The resumé fiasco has had a relatively limited effect on the stock price. Shares fell 1.6 per cent to $15.15 on May 4, the day after Third Point unleashed the news about Thompson's resumé .
They closed at $15.19 on Friday. They're up from their $14.44 close on Sept. 8 when Loeb sent his first missive to Yahoo's board urging changes at the company.
But long-term, shares have fallen. They're down about 12 per cent compared to a year ago. They're down 46 per cent from Feb. 1, 2008, when they soared almost 50 per cent after Microsoft offered to buy the company for $31 a share. Yahoo's board rejected the deal, saying it wasn't enough. Four of the five directors who are leaving were on the board at that time.
Yahoo's stock hasn't traded above $20 since September 2008.
"Yahoo has been embattled for such a long time that there are a lot of people prepared to believe the worst about that company," said James Post, a management professor at Boston University.
"When you're angry at the management and the board, when nothing's going right and you're losing money, it's understandable that shareholders would adopt an "off with their head" attitude."
Brian Wieser, a senior analyst at Pivotal Research, said he believes Thompson's ouster will be a positive move, removing an overhanging distraction and adding board members with new perspectives.

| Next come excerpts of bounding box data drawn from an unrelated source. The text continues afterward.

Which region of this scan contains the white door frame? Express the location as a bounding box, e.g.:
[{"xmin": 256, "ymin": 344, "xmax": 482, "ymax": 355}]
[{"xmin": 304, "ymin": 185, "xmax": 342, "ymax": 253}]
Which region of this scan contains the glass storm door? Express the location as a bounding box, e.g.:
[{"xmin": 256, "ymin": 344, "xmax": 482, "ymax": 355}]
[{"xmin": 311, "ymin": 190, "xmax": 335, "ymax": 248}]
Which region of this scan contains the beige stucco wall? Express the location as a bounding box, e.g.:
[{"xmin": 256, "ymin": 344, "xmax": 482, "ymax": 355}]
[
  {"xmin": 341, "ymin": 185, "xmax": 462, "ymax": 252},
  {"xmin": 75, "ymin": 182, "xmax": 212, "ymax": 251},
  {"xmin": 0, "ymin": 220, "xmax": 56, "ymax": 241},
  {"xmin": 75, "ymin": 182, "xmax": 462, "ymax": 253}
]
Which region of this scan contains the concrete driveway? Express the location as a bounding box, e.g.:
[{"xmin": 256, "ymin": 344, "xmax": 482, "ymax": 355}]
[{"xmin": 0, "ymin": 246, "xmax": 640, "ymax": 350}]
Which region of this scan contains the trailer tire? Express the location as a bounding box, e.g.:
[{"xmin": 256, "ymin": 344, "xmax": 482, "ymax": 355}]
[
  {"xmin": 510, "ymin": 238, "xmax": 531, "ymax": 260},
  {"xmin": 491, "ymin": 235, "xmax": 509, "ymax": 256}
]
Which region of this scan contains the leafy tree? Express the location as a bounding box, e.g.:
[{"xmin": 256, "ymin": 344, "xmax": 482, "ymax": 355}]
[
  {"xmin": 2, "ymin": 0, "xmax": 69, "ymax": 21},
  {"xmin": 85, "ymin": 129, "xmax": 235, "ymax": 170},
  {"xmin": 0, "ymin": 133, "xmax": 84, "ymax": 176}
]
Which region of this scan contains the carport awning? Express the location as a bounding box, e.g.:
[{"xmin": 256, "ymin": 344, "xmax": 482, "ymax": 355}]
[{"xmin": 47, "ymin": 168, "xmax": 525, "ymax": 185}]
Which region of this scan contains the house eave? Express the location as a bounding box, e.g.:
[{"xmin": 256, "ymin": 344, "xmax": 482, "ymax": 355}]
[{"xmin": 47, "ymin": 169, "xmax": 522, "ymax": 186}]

Wieser said employees he'd talked to believed Thompson was showing a lack of appreciation for some of Yahoo's business units, and that morale had degenerated even more during his tenure.
"It was bad," Wieser said, "and went to worse."
Wieser said that Third Point is "exactly the kind of investor every company should want," since the hedge fund is apparently trying to heal Yahoo, not break it up.
"There are no barbarians at the gate here," Wieser said. "They're actually trying to help."